In the present study, we found that the time spent in hospital was significantly longer for patients who received allogeneic blood transfusion than those who did not (Table I). The reason for this is unclear. It may be because of the allogeneic blood transfusion-induced increase of cytokines (Figures 2, 3, 4) or because the intraoperative and postoperative conditions of patients receiving allogeneic blood transfusion were more serious. It has been reported that pro-inflammatory cytokines, such as IL-6 and IL-8, may be used as early prognostic factors in patients with organ dysfunction after cardiac surgery15; ulinastatin’s inhibition of pro-inflammatory cytokines could, thereby, be beneficial by attenuating the inflammatory over-response and promoting the recovery of patients receiving blood transfusion. Unfortunately, the time spent in hospital by patients in the BT+UTI group (15.6±3.7 days) was not statistically different from that of patients in the BT group (20.1±6.7 days) (P =0.141; Table I), although it seemed to be slightly shorter. Furthermore, we did not demonstrate any differences in other postoperative complications between patients who did or did not receive ulinastatin (Table I). Thus the association between blood transfusion-induced increases of plasma cytokines and postoperative outcomes and morbidities is still uncertain although it may contribute to the increased incidence of SIRS.

There are some limitations to this study. Although the drug administration was randomised (ulinastatin versus control), the assignment to blood transfusion or not could not be randomised and introduced some bias. However, the general condition of the patients in this study was comparable among the four groups, and the confounding factor could be adjusted for by using two-way ANOVA and stratified chi-square testing during the statistical analysis. The follow-up investigator who recorded the SIRS scores was independent and blinded to the patients’ grouping and observation bias could be eliminated.

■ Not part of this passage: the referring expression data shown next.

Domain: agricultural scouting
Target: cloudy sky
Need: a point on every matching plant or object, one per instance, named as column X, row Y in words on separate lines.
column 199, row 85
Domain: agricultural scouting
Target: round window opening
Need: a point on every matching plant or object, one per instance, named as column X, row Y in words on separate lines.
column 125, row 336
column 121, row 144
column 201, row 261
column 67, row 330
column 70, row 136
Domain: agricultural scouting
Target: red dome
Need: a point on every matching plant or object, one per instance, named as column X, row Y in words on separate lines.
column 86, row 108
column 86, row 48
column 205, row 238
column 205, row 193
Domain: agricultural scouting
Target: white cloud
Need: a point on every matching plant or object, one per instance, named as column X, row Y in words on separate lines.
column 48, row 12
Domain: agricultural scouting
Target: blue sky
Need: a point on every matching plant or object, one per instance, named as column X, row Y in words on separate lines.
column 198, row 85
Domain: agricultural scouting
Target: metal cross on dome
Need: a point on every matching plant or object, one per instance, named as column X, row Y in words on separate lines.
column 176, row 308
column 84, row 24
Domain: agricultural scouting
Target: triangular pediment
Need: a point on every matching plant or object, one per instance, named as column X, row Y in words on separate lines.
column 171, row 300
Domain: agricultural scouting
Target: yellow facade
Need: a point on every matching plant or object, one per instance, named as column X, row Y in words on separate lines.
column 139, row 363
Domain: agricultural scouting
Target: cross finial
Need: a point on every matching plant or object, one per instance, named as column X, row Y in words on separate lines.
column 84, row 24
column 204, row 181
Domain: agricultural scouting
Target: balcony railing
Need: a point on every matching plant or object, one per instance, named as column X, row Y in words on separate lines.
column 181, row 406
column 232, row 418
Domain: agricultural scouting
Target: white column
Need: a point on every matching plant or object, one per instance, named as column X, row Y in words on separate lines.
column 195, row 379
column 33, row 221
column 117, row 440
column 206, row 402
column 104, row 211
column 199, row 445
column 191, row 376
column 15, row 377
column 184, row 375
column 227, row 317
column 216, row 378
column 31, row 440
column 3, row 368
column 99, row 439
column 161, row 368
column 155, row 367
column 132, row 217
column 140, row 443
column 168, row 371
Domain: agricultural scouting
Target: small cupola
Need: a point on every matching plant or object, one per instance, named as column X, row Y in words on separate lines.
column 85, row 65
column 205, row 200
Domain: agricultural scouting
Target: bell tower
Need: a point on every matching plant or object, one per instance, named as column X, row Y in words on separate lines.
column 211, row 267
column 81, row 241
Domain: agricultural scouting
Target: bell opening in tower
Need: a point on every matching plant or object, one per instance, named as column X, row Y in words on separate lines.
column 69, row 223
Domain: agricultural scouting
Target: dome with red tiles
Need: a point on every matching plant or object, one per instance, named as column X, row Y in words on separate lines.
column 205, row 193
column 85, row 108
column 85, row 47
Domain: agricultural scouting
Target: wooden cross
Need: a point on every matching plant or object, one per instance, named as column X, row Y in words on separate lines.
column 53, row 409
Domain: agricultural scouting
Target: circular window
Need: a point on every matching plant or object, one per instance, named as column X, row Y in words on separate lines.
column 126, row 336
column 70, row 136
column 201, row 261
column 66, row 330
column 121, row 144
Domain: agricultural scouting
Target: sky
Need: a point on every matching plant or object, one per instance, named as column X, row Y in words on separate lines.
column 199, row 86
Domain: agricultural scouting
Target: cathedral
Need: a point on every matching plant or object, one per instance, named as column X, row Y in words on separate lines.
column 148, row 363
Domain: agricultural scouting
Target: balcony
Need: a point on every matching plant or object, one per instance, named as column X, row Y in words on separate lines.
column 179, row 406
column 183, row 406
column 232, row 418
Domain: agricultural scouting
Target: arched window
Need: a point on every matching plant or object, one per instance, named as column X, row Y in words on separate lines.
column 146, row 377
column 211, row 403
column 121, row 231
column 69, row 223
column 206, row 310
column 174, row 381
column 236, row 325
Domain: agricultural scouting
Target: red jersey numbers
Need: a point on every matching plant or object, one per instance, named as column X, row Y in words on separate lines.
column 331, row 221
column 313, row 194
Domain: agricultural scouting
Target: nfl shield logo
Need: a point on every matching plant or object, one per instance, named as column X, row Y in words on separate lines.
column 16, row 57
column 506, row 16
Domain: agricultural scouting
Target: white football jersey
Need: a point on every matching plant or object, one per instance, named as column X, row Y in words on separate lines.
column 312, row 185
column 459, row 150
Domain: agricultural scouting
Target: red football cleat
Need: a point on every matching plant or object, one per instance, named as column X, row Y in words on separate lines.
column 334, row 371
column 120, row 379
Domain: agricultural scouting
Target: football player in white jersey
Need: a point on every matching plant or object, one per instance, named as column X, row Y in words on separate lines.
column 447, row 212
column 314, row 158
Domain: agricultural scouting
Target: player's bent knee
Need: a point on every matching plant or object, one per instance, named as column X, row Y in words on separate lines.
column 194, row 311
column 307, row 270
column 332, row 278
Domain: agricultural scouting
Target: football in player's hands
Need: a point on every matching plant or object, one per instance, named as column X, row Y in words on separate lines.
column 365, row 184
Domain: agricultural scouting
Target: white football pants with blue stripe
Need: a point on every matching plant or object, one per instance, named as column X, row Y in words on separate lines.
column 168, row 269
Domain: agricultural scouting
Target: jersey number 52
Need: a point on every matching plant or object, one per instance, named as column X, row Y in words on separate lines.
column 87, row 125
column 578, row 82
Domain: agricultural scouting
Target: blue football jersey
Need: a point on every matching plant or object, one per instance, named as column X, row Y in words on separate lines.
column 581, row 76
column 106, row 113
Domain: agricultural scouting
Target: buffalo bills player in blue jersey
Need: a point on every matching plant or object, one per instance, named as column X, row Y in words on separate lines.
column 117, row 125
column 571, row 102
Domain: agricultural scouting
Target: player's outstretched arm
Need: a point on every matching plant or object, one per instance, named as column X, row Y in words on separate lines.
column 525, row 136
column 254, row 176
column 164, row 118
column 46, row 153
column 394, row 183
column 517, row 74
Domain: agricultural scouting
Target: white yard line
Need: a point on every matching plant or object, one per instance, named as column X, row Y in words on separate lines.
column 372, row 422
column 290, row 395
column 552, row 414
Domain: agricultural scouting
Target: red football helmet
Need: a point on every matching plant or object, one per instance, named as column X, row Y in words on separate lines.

Another limitation is that the sample size was relatively small to investigate changes in postoperative infections and other surgical complications (indeed no postoperative infections or surgery complications were observed among the four groups in this study). Future randomised, blinded studies with greater statistical power will be conducted to demonstrate the clinical benefits of ulinastatin in decreasing surgical complications and optimising other outcomes.

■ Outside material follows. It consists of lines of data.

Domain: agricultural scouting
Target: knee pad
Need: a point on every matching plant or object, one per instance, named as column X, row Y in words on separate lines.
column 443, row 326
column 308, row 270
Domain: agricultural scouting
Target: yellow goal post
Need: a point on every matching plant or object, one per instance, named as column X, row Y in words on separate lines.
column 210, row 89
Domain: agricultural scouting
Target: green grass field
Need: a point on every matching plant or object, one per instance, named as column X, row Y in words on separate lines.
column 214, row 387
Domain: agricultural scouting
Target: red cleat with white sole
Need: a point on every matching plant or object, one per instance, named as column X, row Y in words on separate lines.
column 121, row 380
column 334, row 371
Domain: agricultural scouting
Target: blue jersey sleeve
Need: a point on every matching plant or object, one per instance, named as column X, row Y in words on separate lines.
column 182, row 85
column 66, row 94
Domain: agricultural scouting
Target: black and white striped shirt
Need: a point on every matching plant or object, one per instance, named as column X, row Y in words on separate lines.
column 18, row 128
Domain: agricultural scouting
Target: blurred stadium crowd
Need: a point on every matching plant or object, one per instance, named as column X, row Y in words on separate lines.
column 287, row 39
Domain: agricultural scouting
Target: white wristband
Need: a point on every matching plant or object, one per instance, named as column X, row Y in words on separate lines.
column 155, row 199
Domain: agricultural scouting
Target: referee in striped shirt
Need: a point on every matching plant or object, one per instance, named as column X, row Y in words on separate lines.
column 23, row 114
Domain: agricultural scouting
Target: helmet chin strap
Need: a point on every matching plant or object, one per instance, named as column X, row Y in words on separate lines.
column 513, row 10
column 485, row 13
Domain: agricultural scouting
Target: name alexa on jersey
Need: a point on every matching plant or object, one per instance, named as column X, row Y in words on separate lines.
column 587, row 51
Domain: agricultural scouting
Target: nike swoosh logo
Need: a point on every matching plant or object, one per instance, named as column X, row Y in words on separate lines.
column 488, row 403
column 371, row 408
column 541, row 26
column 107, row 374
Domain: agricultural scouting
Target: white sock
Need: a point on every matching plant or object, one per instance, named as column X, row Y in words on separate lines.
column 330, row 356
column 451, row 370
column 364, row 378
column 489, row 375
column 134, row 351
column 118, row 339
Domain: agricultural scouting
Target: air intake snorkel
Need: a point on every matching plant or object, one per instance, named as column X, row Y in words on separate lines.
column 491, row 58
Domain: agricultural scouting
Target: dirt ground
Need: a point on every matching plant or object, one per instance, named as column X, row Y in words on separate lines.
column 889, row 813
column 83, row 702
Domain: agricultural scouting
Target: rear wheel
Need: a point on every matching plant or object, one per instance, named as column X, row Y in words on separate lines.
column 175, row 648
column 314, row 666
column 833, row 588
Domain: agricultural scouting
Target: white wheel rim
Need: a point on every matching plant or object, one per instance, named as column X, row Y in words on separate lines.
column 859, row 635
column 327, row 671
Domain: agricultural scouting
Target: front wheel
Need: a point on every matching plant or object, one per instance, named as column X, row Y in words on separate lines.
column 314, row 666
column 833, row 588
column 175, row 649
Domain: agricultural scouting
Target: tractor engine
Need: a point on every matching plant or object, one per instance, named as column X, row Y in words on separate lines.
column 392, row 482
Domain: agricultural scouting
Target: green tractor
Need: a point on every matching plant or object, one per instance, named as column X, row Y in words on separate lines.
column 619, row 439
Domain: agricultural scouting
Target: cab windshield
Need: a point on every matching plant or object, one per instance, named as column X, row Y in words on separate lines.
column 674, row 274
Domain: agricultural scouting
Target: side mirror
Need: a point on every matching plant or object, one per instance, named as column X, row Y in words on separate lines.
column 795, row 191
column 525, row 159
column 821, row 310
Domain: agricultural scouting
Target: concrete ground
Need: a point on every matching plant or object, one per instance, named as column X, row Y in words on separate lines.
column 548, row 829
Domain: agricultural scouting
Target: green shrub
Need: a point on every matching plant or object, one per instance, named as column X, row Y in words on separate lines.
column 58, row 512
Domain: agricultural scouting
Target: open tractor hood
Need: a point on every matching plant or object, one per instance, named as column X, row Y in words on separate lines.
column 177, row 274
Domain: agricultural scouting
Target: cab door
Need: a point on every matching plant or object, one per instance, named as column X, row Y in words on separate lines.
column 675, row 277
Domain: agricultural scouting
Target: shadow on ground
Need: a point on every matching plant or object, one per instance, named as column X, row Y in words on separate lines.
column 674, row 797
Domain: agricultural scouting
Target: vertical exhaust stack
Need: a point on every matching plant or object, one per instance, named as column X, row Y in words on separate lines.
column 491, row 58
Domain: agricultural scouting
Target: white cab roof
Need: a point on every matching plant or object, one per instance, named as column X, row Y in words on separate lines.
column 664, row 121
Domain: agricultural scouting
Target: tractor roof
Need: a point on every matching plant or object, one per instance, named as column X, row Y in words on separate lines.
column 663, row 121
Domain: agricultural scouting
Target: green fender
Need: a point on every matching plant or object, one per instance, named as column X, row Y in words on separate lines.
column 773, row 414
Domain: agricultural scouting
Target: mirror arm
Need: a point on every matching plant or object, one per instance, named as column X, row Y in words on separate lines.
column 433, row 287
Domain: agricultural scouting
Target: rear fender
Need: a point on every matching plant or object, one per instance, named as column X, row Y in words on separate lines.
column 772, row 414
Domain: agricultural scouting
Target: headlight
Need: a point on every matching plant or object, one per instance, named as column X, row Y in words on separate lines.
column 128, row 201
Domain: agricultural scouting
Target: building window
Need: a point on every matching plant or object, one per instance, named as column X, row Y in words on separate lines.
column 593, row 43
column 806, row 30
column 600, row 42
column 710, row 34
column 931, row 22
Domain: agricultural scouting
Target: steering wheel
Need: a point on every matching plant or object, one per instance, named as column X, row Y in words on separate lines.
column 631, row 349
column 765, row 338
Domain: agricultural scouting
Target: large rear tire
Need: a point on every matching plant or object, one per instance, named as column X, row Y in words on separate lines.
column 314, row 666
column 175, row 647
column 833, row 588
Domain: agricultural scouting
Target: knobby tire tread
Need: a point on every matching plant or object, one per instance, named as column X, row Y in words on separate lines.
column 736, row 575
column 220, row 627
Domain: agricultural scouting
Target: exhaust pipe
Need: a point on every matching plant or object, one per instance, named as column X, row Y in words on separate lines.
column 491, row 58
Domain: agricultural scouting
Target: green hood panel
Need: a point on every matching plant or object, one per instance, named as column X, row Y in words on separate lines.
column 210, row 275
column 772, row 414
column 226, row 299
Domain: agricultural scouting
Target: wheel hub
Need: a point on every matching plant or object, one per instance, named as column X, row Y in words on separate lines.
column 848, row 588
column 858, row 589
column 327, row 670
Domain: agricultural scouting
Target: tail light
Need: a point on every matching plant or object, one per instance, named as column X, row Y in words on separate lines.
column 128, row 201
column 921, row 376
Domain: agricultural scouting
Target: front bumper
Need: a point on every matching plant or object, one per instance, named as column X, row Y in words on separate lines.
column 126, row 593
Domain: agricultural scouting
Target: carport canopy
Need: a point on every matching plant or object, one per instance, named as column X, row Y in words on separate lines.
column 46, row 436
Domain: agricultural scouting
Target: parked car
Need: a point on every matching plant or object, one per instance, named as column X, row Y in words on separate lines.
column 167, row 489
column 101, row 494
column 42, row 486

In conclusion, in this prospective clinical controlled setting, a single dose of ulinastatin given before allogeneic blood transfusion reduced the risk of postoperative SIRS and lowered the levels of plasma IL-6, IL-8 and TNF-α associated with intraoperative allogeneic blood transfusion in patients undergoing liver resection and might, therefore, improve patients’ postoperative recovery.

Footnotes

Conflicts of interest disclosure

This work was supported by a research fund offered to Drs Wenqi Huang and Haihua Shu by Techpool Biopharma Co. Ltd, Guangzhou, Guangdong, China (No. 0120095).